Some people tend to consider the melefs as armor rather than mecha.
Although they clearly are mecha (in my book at least, then again), just
magically powered(kinda reminded me of the Magiteks in FF6).
>what about Nadesico?
I loved Nadesico, in fact this show made me change my mind about EVA.
Nadesico proved that you can have a good story with a lot of depth without
being totally angsty and dysfunctional. Also, the characters seemed more
real to me, Akito for one doesnt dwell on his angst all the time and
actually finds the time to make sense every now and then. And he actually
grows during the series, after undergoing most of his experiences unlike
Then the mecha design which seemed to try to do a Gundam (pardon the pun) by
trying to explain why the mecha were the way they were. Although the
science is a bit tricky, its still there making the distortion field concept
a bit easier to stomach than an AT field (or GW Gundanium).

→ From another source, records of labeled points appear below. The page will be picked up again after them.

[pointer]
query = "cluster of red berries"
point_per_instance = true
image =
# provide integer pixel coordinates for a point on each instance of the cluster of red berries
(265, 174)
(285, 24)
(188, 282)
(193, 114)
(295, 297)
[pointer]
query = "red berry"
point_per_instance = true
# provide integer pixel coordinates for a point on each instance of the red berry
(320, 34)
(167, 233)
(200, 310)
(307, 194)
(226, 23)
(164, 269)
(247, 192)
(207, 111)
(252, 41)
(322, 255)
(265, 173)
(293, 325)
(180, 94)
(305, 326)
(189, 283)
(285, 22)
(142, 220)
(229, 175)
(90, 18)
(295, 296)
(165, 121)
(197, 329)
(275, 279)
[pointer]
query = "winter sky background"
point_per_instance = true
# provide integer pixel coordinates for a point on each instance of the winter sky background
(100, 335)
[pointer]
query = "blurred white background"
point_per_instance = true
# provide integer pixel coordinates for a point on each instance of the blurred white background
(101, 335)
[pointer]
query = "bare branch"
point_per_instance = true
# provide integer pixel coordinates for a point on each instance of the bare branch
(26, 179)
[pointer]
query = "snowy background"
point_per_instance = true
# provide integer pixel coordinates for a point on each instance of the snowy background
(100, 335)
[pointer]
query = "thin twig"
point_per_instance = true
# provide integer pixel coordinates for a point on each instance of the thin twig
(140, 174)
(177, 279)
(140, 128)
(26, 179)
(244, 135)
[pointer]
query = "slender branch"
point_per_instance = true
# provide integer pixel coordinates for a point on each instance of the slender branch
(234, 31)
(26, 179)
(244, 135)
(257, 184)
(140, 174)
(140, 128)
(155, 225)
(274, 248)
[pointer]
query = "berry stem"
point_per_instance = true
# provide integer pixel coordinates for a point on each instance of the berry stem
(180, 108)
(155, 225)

Being an English Lit Major in college, I've recently taken up Russian
Formalism which introduces an idea called "ostranenie" or defamiliarization.
This basically involves the "laying bare" of a literary device. I found a
lot of this in Nadesico as well as some Brechtian (alienation effect)
influences when the cast was actually aware of the audience (ep. 19 and the
"Explanations being prime examples). There a a lot of times in Nadesico
thatthis thing happens (the aforementioned explanations) and these are
written well enough into the story that they dont interfere. A similar thing
to this thats not in Anime would be in Terry Pratchets Discworld novels
where he uses a lot of footnotes that arent really part of the story but
rather enrich the world where it is in.